One week after eviscerating the tourist mecca of Acapulco, Mexico, Hurricane Otis is assured of long-term notoriety for two reasons. The first is its sheer ferocity: a Category 5 monster with gusts of up to 205 miles an hour, Otis ripped apart large high-rises, claimed at least four-dozen lives, severed all water, electricity and internet service and left a tattered landscape of denuded trees and streets jammed with mud and debris.
But the second reason for Otis’s historic significance is the speed with which it ramped up. When Acapulco’s residents went to bed Monday night, they expected no more than a tropical storm, with maximum winds of 60 miles an hour. Yet within 24 to 30 hours (Otis made landfall at 12:25 a.m. Wednesday) the storm’s winds had gained more than 100 miles an hour, a virtually unprecedented rate of strengthening that caught forecasters off guard—and a city of 800,000 flat-footed and unprepared.
In some ways, however, none of this should have been a surprise. Climate scientists have warned of just such rapid intensification for at least six years, starting with a 2017 paper titled, “Will global warming make hurricane forecasting more difficult?” Nor is this a problem limited to the Pacific basin, where El Niño gets a lot of blame for spawning Hurricane Hilary in August—the first tropical storm to hit California since 1939—and now Otis. Just two weeks ago a New Jersey-based researcher published a paper contending that “quickly intensifying tropical cyclones are exceptionally hazardous for Atlantic coastlines.”
The number of tropical cyclones (aka hurricanes) in the Atlantic that intensify from category 1 (or weaker) into category 3 (or higher) within 36 hours has more than doubled over the past couple of decades, according to the author, Andra J. Garner. “Many of the most damaging tropical cyclones to impact the U.S. in recent years have been notable for the speed at which they have intensified,” Garner added, in part because such rapid development “can create communication and preparedness challenges for coastal communities in the storm’s path.” Translation: hurricane-prone coastal areas that once could have a week’s advance warning of a brutal storm may now have only a day or two.

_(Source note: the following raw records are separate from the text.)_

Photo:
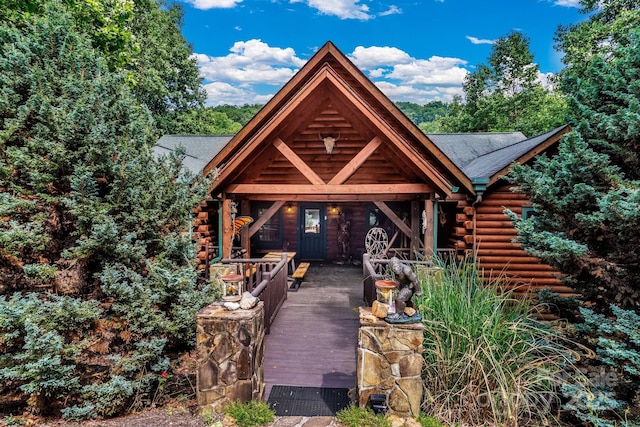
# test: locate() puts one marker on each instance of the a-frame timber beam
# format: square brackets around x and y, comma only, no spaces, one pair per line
[255,226]
[297,162]
[385,128]
[357,161]
[227,228]
[346,189]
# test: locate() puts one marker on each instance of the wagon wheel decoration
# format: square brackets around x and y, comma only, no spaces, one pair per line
[376,242]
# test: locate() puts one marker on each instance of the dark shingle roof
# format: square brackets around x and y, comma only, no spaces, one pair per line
[465,148]
[477,155]
[200,149]
[481,155]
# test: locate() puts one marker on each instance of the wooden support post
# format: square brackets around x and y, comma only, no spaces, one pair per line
[245,242]
[227,228]
[429,243]
[415,228]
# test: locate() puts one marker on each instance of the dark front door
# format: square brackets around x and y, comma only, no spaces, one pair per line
[312,237]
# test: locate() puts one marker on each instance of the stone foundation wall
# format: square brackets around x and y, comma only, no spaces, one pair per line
[389,362]
[230,354]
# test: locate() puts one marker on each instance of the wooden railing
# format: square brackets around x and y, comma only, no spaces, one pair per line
[266,279]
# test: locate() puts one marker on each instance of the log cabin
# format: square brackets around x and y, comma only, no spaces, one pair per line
[330,157]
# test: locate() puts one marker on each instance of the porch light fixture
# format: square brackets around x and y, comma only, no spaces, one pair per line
[329,142]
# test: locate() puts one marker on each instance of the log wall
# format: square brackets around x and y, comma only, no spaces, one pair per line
[204,226]
[498,254]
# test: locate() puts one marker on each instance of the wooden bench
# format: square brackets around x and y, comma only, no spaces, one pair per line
[298,275]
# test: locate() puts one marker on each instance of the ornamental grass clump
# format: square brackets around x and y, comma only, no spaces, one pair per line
[487,360]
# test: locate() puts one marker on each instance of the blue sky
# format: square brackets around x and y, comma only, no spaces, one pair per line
[413,50]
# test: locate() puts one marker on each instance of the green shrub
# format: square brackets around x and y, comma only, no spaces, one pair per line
[487,360]
[426,421]
[249,414]
[354,416]
[610,395]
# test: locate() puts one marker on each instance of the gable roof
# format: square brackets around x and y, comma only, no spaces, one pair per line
[199,149]
[331,71]
[489,155]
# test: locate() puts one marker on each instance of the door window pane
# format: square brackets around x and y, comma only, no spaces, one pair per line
[312,221]
[270,231]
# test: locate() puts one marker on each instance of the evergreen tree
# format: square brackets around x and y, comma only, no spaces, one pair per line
[98,276]
[140,38]
[505,95]
[587,197]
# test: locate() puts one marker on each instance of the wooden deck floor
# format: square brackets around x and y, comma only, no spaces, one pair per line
[313,340]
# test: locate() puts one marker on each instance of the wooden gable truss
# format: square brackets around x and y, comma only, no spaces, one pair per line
[379,154]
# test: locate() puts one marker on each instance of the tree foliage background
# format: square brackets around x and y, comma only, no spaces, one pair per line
[587,200]
[505,95]
[97,278]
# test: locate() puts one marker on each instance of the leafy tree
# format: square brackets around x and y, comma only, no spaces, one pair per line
[98,279]
[142,39]
[206,121]
[240,115]
[422,114]
[505,95]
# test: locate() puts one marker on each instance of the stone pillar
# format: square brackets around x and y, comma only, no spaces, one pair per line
[230,356]
[390,362]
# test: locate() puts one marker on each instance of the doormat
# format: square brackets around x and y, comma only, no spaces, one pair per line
[307,401]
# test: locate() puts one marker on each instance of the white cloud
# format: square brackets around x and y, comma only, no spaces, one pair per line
[253,71]
[420,96]
[250,62]
[568,3]
[393,10]
[433,71]
[375,56]
[213,4]
[343,9]
[476,40]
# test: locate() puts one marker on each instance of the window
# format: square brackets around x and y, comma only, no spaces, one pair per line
[312,221]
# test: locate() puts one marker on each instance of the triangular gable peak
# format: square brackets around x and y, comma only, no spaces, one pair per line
[378,151]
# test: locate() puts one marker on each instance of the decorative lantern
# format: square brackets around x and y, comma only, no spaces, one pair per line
[386,293]
[232,287]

Public recognition of this changing reality, however, is sadly lagging. This cognitive dissonance is notably on display when municipal planners and private developers get to talking about RV parks and campgrounds, which all too often are seen as suitable for low-lying and flood-prone areas that would never get approved for residential development. RVs, goes the thinking, have wheels—what could be simpler than to pull them out of harm’s way? No harm, no foul, and otherwise “wasted” land can be put to productive use.
Just such a rationale was evident in Citrus County, Florida, where opposition to a proposed glampground was based, in part, on concerns about the low-lying coastal area’s vulnerability to hurricanes. Pish-posh, retorted Stephen Hill, a glampground supporter, who claimed in a letter to a local newspaper that “the tourist industry stays a week or more ahead of storms” and so has plenty of advance notice of a potential problem. “All visitors will be off the property well before locals, who tend to delay, decide to evacuate,” he added.
Similarly, in the North Carolina town of Leland, a proposal earlier this year to allow RV parks in flood hazard zones came with a suggestion that such sites “have a sign indicating that the RV shall be removed from the site within 24 hours of the town declaring a state of emergency for a potential flooding event.” The town eventually agreed to allow RV parks in the flood-prone areas—but also apparently decided such warning signs would not be necessary, perhaps because they would have created some liability for the town if it failed to give timely notice of “a potential flooding event.” Instead, caveat emptor!
The problem with both rationales, as Otis underscores, is that there is no longer any assurance that the tourist industry can stay a week ahead of storms, or that a town could declare a state of emergency more than 24 hours in advance of a cataclysmic rainfall or hurricane. Tropical cyclones, it’s becoming clear, can sweep in as suddenly as a forest fire, a week-long life-cycle compressed into mere hours. Wheels or no wheels, in such circumstances an RV can be just as much a sitting duck as any bricks-and-mortar dwelling.
None of this is to say that an RV is a preferred shelter anywhere when a Cat-Five storm hits; as photos of see-through high-rises in Acapulco attest, even the sturdiest of buildings can be stripped down to its skeleton by such winds, never mind a tin-can of a home that quite literally can be kicked down the road. But that doesn’t justify adding another layer of risk by putting those tin cans on land that we know will flood because, you know, they can just roll out of the way.